Q. Anything that impressed you, Coach, about what Tech did against Oklahoma State, Saturday?
DAVID BEATY: I thought defensively we played really, really hard against those guys. I thought -- they've improved. To me that's the biggest improvement I've seen on this team is what they have done defensively. They're a year older. Coach Gibbs had another year to develop them, and he does a great job of that, and they're getting more turnovers. That was something he was not known for when he was at the University of Houston, before they left to go there. They were ranked high in getting turnovers, so we have a challenge against us this week of taking care of the football against a team that's made a persona of being able to take it away.
That was a big focus for us, understanding that we've got to take care of it on our side. We've got to get the ball out from them a couple times, too. We've got to be able to steal a possession or two against these guys, because they are explosive offensively.
Q. How does Kingsbury's mind work?
DAVID BEATY: He's a unique guy. He's very, very intelligent. One of the nicest, softest spoken dudes I've ever been around, but very, very, very intelligent. Might be one of the hardest workers I've ever been around. I think his alarm goes off around 2:30 in the morning, and he's probably at the weight room by 3:30. There is a reason why he's not much younger than me, and he looks a heck of a lot better than me. He puts a little bit of work into it that I don't necessarily do. No, he's a stud. He works extremely hard at everything he does. He's in that office -- he beats everybody to the office all day, every day.
I mean, he's just a guy that's very unique, in that he's a humble, hard-working dude. I love rooting for Kliff every week but one, and I'll give you three guesses as to which week that is.
Q. With the bye week, how do you divide time between reviewing the last game and how much emphasis you put there and looking ahead to the next opponent?
DAVID BEATY: We spent our normal time that we would reviewing that final week; right?
So we spent our normal time on Sunday and normal time on Monday that we would spend on reviewing that last opponent.

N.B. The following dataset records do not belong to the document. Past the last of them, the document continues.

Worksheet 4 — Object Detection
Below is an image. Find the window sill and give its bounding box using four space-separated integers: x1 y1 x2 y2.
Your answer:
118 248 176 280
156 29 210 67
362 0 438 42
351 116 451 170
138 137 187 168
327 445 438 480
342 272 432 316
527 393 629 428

Then we went into full-scout mode, when we had already actually started that the week before, but going into self-scout mode helped us make sure we knew that we were practicing the right things as we went into the next week.
So really it's just a balance. You've got to stay on your schedule to a certain extent, and then you've got to start moving forward, looking at the body of work and how you are going to improve it as you go down the stretch, here.
Q. (No microphone.) Kiki, when he got hurt against Oklahoma State, is that similar to what you guys went through with Sims when he got hurt, and was unable to go?
DAVID BEATY: Anytime you lose a dynamic guy that's something that you wish you didn't have happen to you; right? I hope Kiki is okay. I mean, I recruited Kiki. I know him out of Texas. We recruited him when I was at A&M. He's a terrific talent. I think he's good for college football. I hope the kid is good and ready to play. We want to play you at your best. We don't want to play you at anything less than your best, and I want that kid to be able to have a great career. Hopefully he's healthy.
Same thing for us, you know, having a healthy Sims probably makes us better than not having a healthy Sims. The thing about it is, do you have enough depth behind him, and do you have guys that can step in and do some things for you if a guy does go down. I think that's it is ultimate challenge because eventually it's a violent game. You're going to have somebody go down, and I think the team that has some -- a guy that's ready to go behind him, that can keep you from losing that production is going to be the team that's going to help themselves the most.
All right. Thanks a lot, y'all. Have a good one.